VIPL-SLP / pointlstm-gesture-recognition-pytorch

This repo holds the codes of paper: An Efficient PointLSTM for Point Clouds Based Gesture Recognition (CVPR 2020).
https://openaccess.thecvf.com/content_CVPR_2020/html/Min_An_Efficient_PointLSTM_for_Point_Clouds_Based_Gesture_Recognition_CVPR_2020_paper.html
Apache License 2.0
117 stars 19 forks source link

Experimental Protocol for MSRAction3d #8

Closed alexbgl closed 3 years ago

alexbgl commented 3 years ago

Hi @Blueprintf,

I am currently trying to repeat your experiments on the MSR Action 3D dataset and I am not sure if I understood the experimental protocal correctly.

1) In reference [17] in your paper (Action recognition based on a bag of 3d points), the authors split the dataset into 3 subsets according to categories and consider each split separately, i.e. they train on a portion of subset x and evaluate on the remaining part of the same subset. Did you use the same splitting in your experiments or did you consider the dataset all in one?

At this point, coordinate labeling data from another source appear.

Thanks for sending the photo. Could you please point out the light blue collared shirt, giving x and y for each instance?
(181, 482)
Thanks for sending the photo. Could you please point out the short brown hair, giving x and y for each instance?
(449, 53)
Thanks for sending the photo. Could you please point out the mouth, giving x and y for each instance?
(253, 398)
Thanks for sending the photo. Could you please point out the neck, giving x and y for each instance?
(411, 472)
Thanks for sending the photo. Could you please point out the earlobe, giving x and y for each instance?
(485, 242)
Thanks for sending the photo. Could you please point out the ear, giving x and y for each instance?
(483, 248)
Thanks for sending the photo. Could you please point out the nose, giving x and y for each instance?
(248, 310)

2) I understand your splitting by subjects as follows: You randomly split the dataset into 2 groups of 5 subjects. Then you first train on one of these groups and evaluate on the other, and vice versa. This procedure is repeated 5 times such that you get an overall of 10 scores. Did I get that right?

3) In your paper, you say that you removed 10 noisy sequences from the dataset. Which sequences did you remove? I couldn't find it in the referenced papers.

It would be a great help if you could elaborate on that.

Thanks

ycmin95 commented 3 years ago

Hello @alexbgl, thanks for your attention,

  1. We didn't split the dataset into subsets and just considered the dataset all in one.

  2. Yes, this is correct, the corresponding subject splits are [ ([1, 2, 3, 4, 5], [6, 7, 8, 9, 10]), ([1, 3, 5, 7, 9], [2, 4, 6, 8, 10]), ([1, 4, 7, 10, 3], [2, 5, 6, 8, 9]), ([1, 5, 9, 3, 7], [2, 4, 6, 8, 10]), ([1, 6, 2, 7, 3], [4, 5, 8, 9, 10]) ]. We just find a bug that the second group is the same as the fourth group (because we adopt (subject_idx+offset)%10 to generate the splits), and the corresponding results of PointLSTM-late are [ 93.13, 87.59, 97.07, 89.08, 92.78, 94.36, 97.07, 89.08, 91.11, 91.64], and the corrected accuracy is 92.10 \pm 2.78.

  3. We follow the codes of "Mining actionlet ensemble for action recognition with depth cameras", you can find the details in this repo. The removed sequences are [[3, 2, 2], [3, 4, 1], [4, 7, 1], [9, 13, 1], [9, 13, 2], [9, 13, 3], [3, 14, 1], [7, 20, 1], [7, 20, 3], [10, 20, 3]], but there is no performance after removing sequences.

alexbgl commented 3 years ago

Thanks!